Billets euros dans un portefeuille

Pour sortir de la précarité et de l’exclusion sociale, l’Adie donne une nouvelle chance à des jeunes ou des seniors en leur accordant un micro-crédit qui va leur permettre de créer une activité rémunératrice. Pionnière du droit à l’initiative économique, l’association finance et accompagne des créateurs d’entreprises exclus du secteur bancaire traditionnel.

Le droit à l’initiative économique

Fondée en 1989, l’Association pour le droit à l’initiative économique (Adie) a pris comme modèle la banque créée par le Prix Nobel de la Paix 2006, Muhammad Yunus, au Bangladesh.
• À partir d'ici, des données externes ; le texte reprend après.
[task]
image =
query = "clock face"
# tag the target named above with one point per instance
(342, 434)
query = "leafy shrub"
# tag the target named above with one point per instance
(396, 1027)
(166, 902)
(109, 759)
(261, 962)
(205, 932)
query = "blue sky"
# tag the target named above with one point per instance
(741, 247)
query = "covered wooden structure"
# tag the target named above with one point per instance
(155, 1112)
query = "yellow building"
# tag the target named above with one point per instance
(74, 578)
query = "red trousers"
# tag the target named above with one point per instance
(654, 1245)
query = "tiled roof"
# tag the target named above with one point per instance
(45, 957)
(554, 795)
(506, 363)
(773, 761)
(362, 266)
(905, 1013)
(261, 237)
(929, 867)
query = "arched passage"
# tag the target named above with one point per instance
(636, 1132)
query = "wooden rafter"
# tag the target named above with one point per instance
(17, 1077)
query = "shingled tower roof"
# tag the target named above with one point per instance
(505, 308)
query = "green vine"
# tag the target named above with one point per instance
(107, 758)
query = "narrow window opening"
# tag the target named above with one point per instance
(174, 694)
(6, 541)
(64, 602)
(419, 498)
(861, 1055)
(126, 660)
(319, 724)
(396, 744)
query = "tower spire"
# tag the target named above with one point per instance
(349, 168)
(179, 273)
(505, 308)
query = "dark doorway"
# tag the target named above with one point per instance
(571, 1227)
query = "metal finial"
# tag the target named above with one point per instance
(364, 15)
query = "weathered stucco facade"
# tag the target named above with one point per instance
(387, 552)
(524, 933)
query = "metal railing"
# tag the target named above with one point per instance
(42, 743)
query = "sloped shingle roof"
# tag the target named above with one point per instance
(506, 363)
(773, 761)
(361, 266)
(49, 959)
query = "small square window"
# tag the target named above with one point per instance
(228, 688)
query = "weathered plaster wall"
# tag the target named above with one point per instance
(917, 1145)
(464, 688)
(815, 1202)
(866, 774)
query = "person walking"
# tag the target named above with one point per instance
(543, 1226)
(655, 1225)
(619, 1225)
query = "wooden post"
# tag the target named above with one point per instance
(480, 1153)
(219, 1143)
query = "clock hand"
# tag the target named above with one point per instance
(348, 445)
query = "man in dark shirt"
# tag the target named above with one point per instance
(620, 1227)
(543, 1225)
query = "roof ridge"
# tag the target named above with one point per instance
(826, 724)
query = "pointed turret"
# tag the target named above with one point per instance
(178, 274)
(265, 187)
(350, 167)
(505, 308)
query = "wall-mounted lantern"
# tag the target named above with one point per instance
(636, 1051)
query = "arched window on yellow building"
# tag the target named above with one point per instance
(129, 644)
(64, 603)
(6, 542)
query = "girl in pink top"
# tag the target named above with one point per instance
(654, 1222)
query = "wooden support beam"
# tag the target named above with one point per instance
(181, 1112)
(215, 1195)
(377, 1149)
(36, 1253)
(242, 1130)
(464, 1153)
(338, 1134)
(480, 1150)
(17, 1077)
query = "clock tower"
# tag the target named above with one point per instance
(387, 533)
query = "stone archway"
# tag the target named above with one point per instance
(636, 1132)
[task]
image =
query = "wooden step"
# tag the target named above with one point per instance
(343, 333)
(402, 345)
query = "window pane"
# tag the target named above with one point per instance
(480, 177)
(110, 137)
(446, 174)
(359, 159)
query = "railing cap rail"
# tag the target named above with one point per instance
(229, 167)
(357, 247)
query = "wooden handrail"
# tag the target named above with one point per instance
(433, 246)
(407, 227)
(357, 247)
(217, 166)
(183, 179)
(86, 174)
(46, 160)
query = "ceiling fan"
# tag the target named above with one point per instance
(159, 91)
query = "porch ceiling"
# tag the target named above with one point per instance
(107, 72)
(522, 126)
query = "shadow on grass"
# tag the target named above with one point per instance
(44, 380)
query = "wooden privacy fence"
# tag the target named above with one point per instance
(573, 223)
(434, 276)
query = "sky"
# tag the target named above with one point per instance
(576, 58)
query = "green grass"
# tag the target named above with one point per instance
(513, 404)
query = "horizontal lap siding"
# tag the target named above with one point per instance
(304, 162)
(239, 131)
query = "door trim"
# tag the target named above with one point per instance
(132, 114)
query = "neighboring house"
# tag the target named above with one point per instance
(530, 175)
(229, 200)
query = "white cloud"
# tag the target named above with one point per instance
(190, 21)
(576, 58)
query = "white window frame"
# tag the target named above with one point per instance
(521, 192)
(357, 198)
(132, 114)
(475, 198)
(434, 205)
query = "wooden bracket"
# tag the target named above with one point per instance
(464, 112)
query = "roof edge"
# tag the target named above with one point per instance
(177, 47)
L’association finance et accompagne des personnes exclues du système bancaire classique en leur offrant une chance de reprendre l’initiative sur leur vie.

De tous âges et de toutes origines sociales, les bénéficiaires de ces micro-crédits n’ont pas vraiment le profil pour obtenir un prêt bancaire pour lancer leur entreprise : 45 % vivent en dessous du seuil de la pauvreté, environ 40 % dépendent des aides sociales, à leur niveau le plus bas, et 30 % n’ont pas de diplôme.

Pour Frédéric Lavenir, président de l’Adie, redonner une chance à ces exclus du système leur permet de reprendre confiance en eux et les aide à se réinsérer dans le tissu social. Et cela marche.

La dernière enquête de décembre 2016 auprès de plus de 2 000 bénéficiaires d’un micro-crédit de l’Adie, entre 2013 et 2015, montre qu’environ 63 % des activités créées se poursuivaient après trois ans d’existence, soit quasiment la moyenne nationale des créations d’entreprises individuelles.

La passion comme motivation

L’Adie ne se limite pas à un seul secteur d’activité. 38 % des personnes aidées se sont lancées dans le commerce, 25 % dans les services et 9 % dans l’hôtellerie-restauration.

Le parcours d’Apolline Colle n’est qu’un exemple parmi tant d’autres. Cette habitante du Territoire de Belfort de 22 ans croyait pouvoir trouver un emploi avec sa formation d’artisan boulanger. Mais, exclue de ce « métier d’hommes », elle a dû enchaîner des contrats précaires pendant plusieurs années, comme caissière, secrétaire ou femme de ménage.

Poussée par son entourage, elle se décide début 2014 à monter « La cuisine d’Apolline » et produit des petits fours pour les cocktails d’entreprises. Grâce à un micro-crédit de 4 000 € accordé par l’Adie, elle achète un véhicule pour faire ses livraisons. Après trois ans d’activité, Apolline se fixe comme objectif de dégager un bénéfice équivalent au SMIC chaque mois et rêve déjà de monter un restaurant-cabaret pour s’épanouir dans ses deux passions : la cuisine et la danse.